Autosuffisance céréalière au Burkina Faso : quand les prix des marchés démentent les annonces officielles

Autosuffisance céréalière au Burkina Faso : quand les prix des marchés démentent les annonces officielles

Les chiffres officiels du Burkina Faso clament une autosuffisance céréalière quasi totale, mais sur les étals de Ouagadougou, de Bobo-Dioulasso ou des zones rurales, cette affirmation résonne comme une chimère. Les sacs de maïs, de millet et de sorgho affichent des tarifs exorbitants, rendant chaque repas un casse-tête budgétaire pour des milliers de familles. Les promesses d’abondance alimentaire s’effritent face à la réalité des prix, bien loin des bilans triomphalistes diffusés par les autorités.

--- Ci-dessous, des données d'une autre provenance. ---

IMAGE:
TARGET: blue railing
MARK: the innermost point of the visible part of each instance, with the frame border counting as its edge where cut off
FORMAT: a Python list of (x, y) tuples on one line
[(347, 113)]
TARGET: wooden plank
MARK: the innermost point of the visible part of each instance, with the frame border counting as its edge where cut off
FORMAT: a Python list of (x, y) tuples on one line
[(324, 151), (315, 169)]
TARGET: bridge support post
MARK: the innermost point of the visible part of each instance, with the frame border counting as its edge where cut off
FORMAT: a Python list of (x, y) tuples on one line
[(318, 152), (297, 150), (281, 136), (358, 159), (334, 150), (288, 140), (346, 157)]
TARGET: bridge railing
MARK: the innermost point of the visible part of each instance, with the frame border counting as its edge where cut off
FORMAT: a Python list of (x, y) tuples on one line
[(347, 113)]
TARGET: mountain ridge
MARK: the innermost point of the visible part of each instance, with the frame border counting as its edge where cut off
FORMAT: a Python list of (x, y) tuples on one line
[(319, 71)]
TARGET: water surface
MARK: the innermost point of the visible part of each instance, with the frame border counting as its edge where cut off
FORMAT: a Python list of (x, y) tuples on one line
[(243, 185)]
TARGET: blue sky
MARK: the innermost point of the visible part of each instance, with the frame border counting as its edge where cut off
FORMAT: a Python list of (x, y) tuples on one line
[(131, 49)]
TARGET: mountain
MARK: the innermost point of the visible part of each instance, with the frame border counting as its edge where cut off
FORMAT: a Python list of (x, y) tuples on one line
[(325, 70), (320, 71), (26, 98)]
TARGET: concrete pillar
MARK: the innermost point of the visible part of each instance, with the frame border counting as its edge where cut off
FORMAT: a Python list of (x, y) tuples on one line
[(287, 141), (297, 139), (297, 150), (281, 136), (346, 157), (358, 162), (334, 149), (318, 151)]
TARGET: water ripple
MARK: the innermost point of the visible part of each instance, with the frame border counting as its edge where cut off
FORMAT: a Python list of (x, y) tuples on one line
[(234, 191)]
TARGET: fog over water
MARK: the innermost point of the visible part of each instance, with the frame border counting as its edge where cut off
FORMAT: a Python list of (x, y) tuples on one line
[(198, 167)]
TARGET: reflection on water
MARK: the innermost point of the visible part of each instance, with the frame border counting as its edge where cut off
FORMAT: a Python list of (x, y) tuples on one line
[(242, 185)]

Des statistiques qui ne résistent pas à l’épreuve du panier de la ménagère

Une politique agricole se juge sur le terrain, pas dans les rapports administratifs. Quand un père de famille doit arbitrer entre nourrir sa progéniture et payer ses factures, les calculs d’autosuffisance céréalière perdent toute crédibilité. Les prix des céréales, en constante augmentation, transforment la quête de nourriture en un parcours semé d’embûches pour les Burkinabè les plus modestes. L’inflation galopante et la spéculation sur les denrées alimentaires creusent un fossé entre les discours politiques et les besoins concrets des citoyens.

L’inflation des prix : le vrai miroir de l’autosuffisance alimentaire

Comment concilier l’abondance céréalière annoncée avec des tarifs qui explosent ? Les chiffres officiels, souvent basés sur des modèles théoriques, ignorent les réalités locales : les difficultés d’accès aux zones de production, les coûts logistiques élevés et l’impact des crises économiques régionales. Quand un sac de millet coûte une fortune, parler d’autosuffisance relève de l’illusion. Les marchés burkinabè, loin d’être des vitrines de prospérité, reflètent une précarité alimentaire que les bilans ne parviennent pas à masquer.

La population, seul arbitre légitime de la vérité alimentaire

Les Burkinabè, confrontés au quotidien à la hausse des prix, n’ont que faire des annonces officielles. Leur verdict est sans appel : les étals vides de solutions abordables et les repas réduits à portions congrues disent tout de la réalité alimentaire du pays. Plutôt que de s’enliser dans une communication autocentrée, l’État gagnerait à écouter les attentes des citoyens. Priorité à la régulation des prix et à la protection du pouvoir d’achat, plutôt qu’à des scénarios d’autosuffisance qui ne résistent pas à l’épreuve des faits.